= KISA (Cypriot organisation) =

Organization

The Movement for Equality, Support, Anti-Racism (Κίνηση για Ισότητα, Στήριξη, Αντιρατσισμό, abbr. ΚΙΣΑ – KISA), is a Cypriot Non-Governmental Organisation. The organisation has two main remits: campaigning against discrimination in all forms on the island, including racism and sex trafficking, including running the annual Action Week against Racism within the framework of the European Network Against Racism, and operating Support Centres which provide free legal and social services, guidance and advice to migrants, refugees and asylum seekers in Cyprus.

== History ==
It was founded in 1998 in response to changes in Cypriot society, which saw large waves of immigration from Eastern European and Third World countries.

KISA has frequently served to bring issues concerning third country migrants to national attention. Examples might include the suicide of a refugee in 2013 after his claim for asylum was mishandled, attacks on gay men and residents from other EU countries.

In June 2020, the organisation was fined 10 000 € for defamation over a 2010 report which called for the Cypriot government to withdraw the appointment of Christos Clerides to the Management Board of the European Union Agency for Fundamental Rights. The organisation had accused Clerides of inciting hate against Makarios Drousiotis, a journalist investigation far-right extremism in Cyprus.

=== Rainbow Festival Riot and aftermath ===
KISA organizes the annual "Rainbow Festival," the only festival celebrating multiculturalism and ethnic diversity in Cyprus. In November 2010, the festival was involved in a riot between anti-immigration protesters and festival attendees. Subsequently, the Executive Director of KISA, Doros Polycarpou, was arrested and charged with rioting, a police action that drew protests from human rights groups across the EU as well as significant media coverage. Polycarpou was acquitted after the judges found police witnesses not to be credible.

=== 2020 deregistration ===
In December 2020, the Cypriot government deregistered KISA as a charity and froze its bank accounts for missing a paperwork deadline. After the Administrative Court ruled against KISA's appeal of the decision, the organisation announced it intended to file a case to the Supreme Court, which succeeded in overturning the deregistration.

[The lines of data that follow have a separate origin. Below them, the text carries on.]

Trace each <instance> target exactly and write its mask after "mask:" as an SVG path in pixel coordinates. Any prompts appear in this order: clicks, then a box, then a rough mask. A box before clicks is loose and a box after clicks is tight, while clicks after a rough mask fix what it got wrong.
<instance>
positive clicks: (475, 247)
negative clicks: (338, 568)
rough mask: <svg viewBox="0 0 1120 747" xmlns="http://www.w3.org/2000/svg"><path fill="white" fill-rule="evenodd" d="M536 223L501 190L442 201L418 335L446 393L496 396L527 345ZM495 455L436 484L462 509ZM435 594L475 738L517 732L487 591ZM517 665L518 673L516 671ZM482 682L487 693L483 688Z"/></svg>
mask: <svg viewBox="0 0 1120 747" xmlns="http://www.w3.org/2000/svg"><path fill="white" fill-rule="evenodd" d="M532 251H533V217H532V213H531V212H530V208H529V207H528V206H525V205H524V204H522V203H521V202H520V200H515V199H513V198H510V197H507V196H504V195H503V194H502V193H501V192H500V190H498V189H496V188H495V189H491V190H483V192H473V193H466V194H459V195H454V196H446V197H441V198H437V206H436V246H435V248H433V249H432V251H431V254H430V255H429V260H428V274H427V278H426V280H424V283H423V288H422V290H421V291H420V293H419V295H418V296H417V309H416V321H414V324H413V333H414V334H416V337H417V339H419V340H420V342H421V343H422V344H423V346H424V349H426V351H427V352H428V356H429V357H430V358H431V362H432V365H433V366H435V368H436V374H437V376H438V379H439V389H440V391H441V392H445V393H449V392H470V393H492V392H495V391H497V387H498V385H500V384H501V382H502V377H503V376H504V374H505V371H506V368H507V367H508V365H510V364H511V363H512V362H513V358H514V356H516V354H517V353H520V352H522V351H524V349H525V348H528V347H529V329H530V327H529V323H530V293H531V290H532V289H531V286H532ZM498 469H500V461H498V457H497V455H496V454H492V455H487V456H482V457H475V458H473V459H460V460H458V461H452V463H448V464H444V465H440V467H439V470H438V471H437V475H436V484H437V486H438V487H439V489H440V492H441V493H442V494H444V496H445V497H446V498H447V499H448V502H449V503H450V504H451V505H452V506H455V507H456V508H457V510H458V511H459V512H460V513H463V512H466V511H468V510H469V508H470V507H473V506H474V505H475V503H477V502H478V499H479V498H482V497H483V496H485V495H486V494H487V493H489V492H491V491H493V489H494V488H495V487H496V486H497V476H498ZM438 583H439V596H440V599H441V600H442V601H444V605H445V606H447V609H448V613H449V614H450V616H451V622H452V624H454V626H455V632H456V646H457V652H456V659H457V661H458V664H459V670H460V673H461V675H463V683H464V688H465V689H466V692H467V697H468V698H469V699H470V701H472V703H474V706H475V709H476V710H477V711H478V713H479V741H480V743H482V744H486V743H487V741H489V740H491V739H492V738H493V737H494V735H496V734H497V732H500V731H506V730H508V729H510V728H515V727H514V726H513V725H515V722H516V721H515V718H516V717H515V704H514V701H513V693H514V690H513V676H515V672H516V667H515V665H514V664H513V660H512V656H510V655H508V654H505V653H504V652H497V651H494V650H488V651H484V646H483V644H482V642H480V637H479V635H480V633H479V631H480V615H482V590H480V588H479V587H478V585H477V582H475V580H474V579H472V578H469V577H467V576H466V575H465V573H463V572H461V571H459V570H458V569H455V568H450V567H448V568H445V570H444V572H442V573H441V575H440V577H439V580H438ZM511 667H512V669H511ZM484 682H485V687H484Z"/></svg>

The deregistration attracted significant controversy. Dunja Mijatović, the Council of Europe Commissioner for Human Rights wrote a formal letter to the Cypriot government over the move, noting that KISA had filed the paperwork shortly after the deadline and calling the government's response disproportionate. Human Rights Watch stated that international human rights organisations depend on collaboration with local groups and that KISA "should not face deregistration for a technicality."